Monday, February 19, 2007

Hong Kong and Yangshou, China

Ni Hao from Yangshou, China! We have officially passed the mid-point of our little adventure and it seems like it is moving faster and faster.

First off, we would like to give a little shout out to Dan Gestwick. His generous gift of Holiday Inn points set us up very well during our time in Hong Kong. More importantly, his great advice pointed us to a taquaria owned by a former resident of So-Cal who flies in her ingredients and makes a mean carnitas burrito. Oh, what a fabulous Mexican fix right in the middle of the trip.

The big story here in China is the Lunar New Year. In Hong Kong, we watched the whole city setting up and rehearsing for their annual equivilent of the Macy's parade complete with floats, dancing children, and an unlikely guest appearance by the Arizona Cardinals' cheerleaders (for some reason, their publicity photo - Lycra uniforms and all - was one of the more visible on the parade ads).

New Year's eve here in Yangshou was like festive little warzone. Our hotel looks out over the Li River and it was a perfect spot to launch very big rockets and light off meter-long strands of fireworks. After getting through that first night we thought that it might calm down a bit as the week wore on, but no, we were mistaken. Two days later, kids are still sling-shotting little bombs at one another while their parents look on and laugh. Initally, we felt that maybe Americans are just a little wimpier than people in China when it comes to chaotic celebration with potentially maiming devices. And then, when a man lit fireworks into the tree directly outside of our hotel window, we gained a renewed appreciation for the illegality of fireworks in most parts of the U.S.

In order to get out and do a few things that weren't just "on the beaten path" and to temporarily escape the endless explosions, we arranged for a guide to show us around the areas outside of Yangshou where it would be rare for folks to speak English. Stephen was great to us and taught us a lot about Chinese culture. He was also excited to chat about Chinese and U.S. history and politics, which we of course enjoyed as well. We hiked alongside the Li River, ate lunch in a little village, rode bikes 4 hours out into the countryside and rice fields, and visited a small buddist temple with an amazing view of the karst landscape. Sadly, we did learn that fireworks are enjoyed everywhere in China.

Throughout our time in Cambodia and Vietnam, we were always amazed that nearly every sign and menu was written in both the local language and in English. While we see much less English here, they are trying, particularly in places visited often by foreigners. But, for some reason, there are wonderful mistakes everywhere. Some of our favorites: "Please place trashery in the bin," "Wonderful shopping place for your face soil" and "Jack Naniels."
Tomorrow we head to Shanghai to reunite with Jesse & Christy. We are very much looking forward to seeing them again and are bracing ourselves for the big city fireworks that undoubtedly lie ahead.
More Karst, this time on the Li River. The scene behind us is shown on the 20 Yuan bill.

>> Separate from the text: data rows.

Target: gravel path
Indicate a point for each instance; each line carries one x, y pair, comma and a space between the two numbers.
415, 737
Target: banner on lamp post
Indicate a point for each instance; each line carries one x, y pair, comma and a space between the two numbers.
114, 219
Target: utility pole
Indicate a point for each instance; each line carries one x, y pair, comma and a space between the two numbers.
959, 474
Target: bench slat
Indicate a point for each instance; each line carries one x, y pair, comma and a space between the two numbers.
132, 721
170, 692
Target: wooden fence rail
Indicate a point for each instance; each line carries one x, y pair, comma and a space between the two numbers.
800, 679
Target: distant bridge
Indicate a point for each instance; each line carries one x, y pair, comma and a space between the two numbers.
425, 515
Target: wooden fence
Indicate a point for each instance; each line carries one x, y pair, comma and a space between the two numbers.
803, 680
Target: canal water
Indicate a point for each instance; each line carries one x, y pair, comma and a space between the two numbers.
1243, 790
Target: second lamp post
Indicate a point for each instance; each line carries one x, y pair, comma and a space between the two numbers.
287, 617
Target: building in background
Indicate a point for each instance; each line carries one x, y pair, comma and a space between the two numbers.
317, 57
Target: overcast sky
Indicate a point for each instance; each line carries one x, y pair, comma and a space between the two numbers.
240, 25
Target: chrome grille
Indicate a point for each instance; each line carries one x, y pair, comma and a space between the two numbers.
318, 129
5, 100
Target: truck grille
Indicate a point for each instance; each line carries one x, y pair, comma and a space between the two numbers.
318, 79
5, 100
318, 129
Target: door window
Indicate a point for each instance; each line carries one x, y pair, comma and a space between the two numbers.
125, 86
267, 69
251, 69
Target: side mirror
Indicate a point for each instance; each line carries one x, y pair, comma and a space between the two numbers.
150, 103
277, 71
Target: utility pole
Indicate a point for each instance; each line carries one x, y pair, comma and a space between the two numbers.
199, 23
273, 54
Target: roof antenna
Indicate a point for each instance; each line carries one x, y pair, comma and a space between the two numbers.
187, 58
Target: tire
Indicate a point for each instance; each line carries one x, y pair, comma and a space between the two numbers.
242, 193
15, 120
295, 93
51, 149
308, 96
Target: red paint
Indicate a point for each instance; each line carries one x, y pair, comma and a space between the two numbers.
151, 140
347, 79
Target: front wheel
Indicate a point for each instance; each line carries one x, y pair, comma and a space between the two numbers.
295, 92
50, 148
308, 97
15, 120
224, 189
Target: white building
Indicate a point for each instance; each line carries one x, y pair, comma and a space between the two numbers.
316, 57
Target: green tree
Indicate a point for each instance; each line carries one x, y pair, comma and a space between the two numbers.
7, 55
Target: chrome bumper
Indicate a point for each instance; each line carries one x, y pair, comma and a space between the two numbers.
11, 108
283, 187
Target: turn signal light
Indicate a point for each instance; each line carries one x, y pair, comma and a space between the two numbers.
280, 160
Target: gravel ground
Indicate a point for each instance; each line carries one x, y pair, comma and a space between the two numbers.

Speaking of, we discovered the pain in the butt that is counterfeit money the other night. Turns out it sometimes comes out of the ATMs. Lots of places check and reject it but it didn't turn out to be hard to get rid of it later on. We guess some merchants figure there will always be another gullible foreigner coming down the pike.
Sarah and Stephen pose in their borrowed flip-flops and helmets before we head into a limestone cave that houses an underground lake and mud-bath. After shimmying through tight spaces and wading in knee deep water, we realized that a similar attraction in the U.S. would require a minimum of 40 pages of liability waivers.

Gus, never before a huge fan of Chinese food nor a practiced user of chopsticks, shows off newfound skills while taking his malaria pill.